タイプライターが復活した理由

NSAによる大規模盗聴を扱ったグレン・グリーンウォルド『暴露』には、告発者のエドワード・スノーデン氏が最初に著者に接触したとき、「重要な文書を送りたいので暗号ソフトのPGPをインストールしてくれ」と頼むシーンがある。一方で、彼らはインターネットに決してつながないパソコンを用意した。インターネットに安全につなぐ方法を工夫しながら、一方で、インターネットそのものから遮断することを心がけていたわけである。

同じくこの事件に関連してガーディアンの記者が書いた、ルーク・ハーディング『スノーデンファイル』(日経BP社)は、後段で「スノーデン事件の最も予期せぬ効果はタイプライターの復活だろう。……駐英インド高等弁務官事務所(ロンドン)では、2013年の夏からタイプライターを再び使いはじめた。最高機密資料は電子データで保存しない、と高等弁務官のジャイミニ・バグワティは『タイムズ・オブ・インディア』に語っている」と書いている。

そのあとには、「ロシアの連邦プロテクションサービス(FSO)は、タイプライターを大量に注文した」、「通信分野を大きく転換させたPC革命も休止を余儀なくされた。プライバシーを気にする人たちはインターネット以前の時代に戻りつつあった。タイプライター、手書きメモ、秘密のランデブーが再流行。伝書バトの復活も時間の問題だった」というくだりもある。ロシアのタイプライター大量購入は2013年7月にイズベスチャが報道した(両著の紹介は、<5分間のサイバーリテラシー公開授業・事件編(2)の補遺。http://www.cyber-literacy.com/cll/class/casefile002>参照)。

私は2005年に出版した『サイバー生活手帖』(日本評論社)で「監視社会をどう生きるか」について、(1)なるべく多くのコンピュータから離れた「聖域」をつくる、(2)情報を吸い取られない権利の確立、(3)監視からなるべく逃れる、(4)監視されるなら監視し返す・みんなで監視しあう、(5)「監視されても気にしない」の5つを上げたが、監視の網の目はいよいよ細かく、かつ大規模になっている。
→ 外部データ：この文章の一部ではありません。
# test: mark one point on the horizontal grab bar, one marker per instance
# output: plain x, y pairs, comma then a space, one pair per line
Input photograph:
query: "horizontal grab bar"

たとえばNSAの盗聴がそうだが、事前にあらゆる情報をかき集めておいて、何らかの必要が生じたときに、関連データを検索するという方法で、いつ何時それが利用されるかわからないという恐れがある。そのほとんどは「死蔵」され、見向きもされないだろうし、実際にNSAにそれらの情報を管理する能力があるかどうかも不明だとしても、である。だから、いよいよ(5)の「監視されても気にしない」という空気が蔓延しているとも言える。もはやコンピュータやインターネットから離れて生きることは不可能と言ってよく、「聖域」は狭まる一方である。

PGP(Pretty Good Privacy)という暗号ソフトは10年ほど前にはかなり話題になり、私自身も友人に勧められて使ってみたことがある。しかし、その煩瑣な手続きはインターネットの便利さを阻害すること甚だしく、すぐやめてしまった。友人に「今も使っているか」とあらためて尋ねたら、「今は使っていない。やはり面倒だし、そもそもPGPを使ってくれる相手がいない」とのことだった。